Convicted features Glenn Ford, Broderick Crawford and Dorothy Malone, plus a raft of good character actors. it’s a remake of Howard Hawks’ The Criminal Code, which starred Boris Karloff. It’s a prison film where the DA who convicted Ford of manslaughter becomes a warden in the prison where he is being held. He tries to help him out, because he thinks the sentence given was excessive, but Ford lands in additional trouble. It was directed by Henry Levin, not an especially notable director as his other well-known credit was the 1959 version of Journey to the Center of the Earth.
Next up is a Gordon Douglas film, Between Midnight and Dawn. Douglas was a workman-for-hire director best known for Them!, one of the best science-fiction films of the ‘50s and one whose slightly noirish vibe enhances its believability. Douglas did a lot of noirs and westerns, such as Kiss Tomorrow Goodbye with James Cagney and I Was a Communist for the FBI; some of the earliest neo-noirs; and even directed a Liberace movie! Douglas became friendly with Frank Sinatra in the ‘50s, and did a throwaway Sinatra-Doris Day film, Young At Heart. In the 60s, Sinatra wanted to try for more serious films, like The Manchurian Candidate. He did three notable films with Douglas: Tony Rome, The Detective (which is kind of a prequel to Die Hard…as that film is a based on the sequel to the novel that formed the basis for The Detective) and The Lady in Cement. In any case, Between Midnight and Dawn is a serviceable buddy-cop B-noir, pretty formulaic, but with a decent director at the helm it moves at a good pace for its 90 minutes. There’s a muted romantic sub-plot, and a nice mix of on-location and set photography.
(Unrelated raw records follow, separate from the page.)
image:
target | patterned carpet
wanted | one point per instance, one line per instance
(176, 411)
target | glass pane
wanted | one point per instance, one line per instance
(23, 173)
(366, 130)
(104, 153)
Finally, City of Fear is one of those films in the vein of D.O.A. or Panic in the Streets, where there’s a race against time. Made late in the classic noir era in 1959, it was directed by Irving Lerner, who also did Murder By Contract. That film was the highlight of the second Columbia Noir set. Lerner became a mentor to Martin Scorsese and worked on a few of his 1970s films, and was also a friend of Stanley Kubrick and John Cassavetes. While he’s known for these films, he also did quite a bit of TV work. It doesn’t have the minimalism of Murder By Contract, which is what makes that such a fascinating little movie, but both star Vince Edwards. Edwards had a slightly creepy vibe to him, but was later the lead in the TV show Ben Casey MD. He’s good here in a role as a convict who makes off with what he thinks is some heroin that he can sell, but actually it’s a radioactive substance, so the police have to catch him before he exposes everyone to it. It’s one of the better films in this set, with a quirky vibe given the plot.
All of the films have been remastered. Like the other Columbia Noir sets, this one includes several Three Stooges shorts that are send-ups of film noir, plus theatrical trailers and stills galleries for most of the movies. In addition, there’s a hefty selection of shorts, audio commentaries, radio adaptations, documentaries and appreciations, topped off with a massive 160-page booklet featuring new and archival writing about the films, interviews and film credits.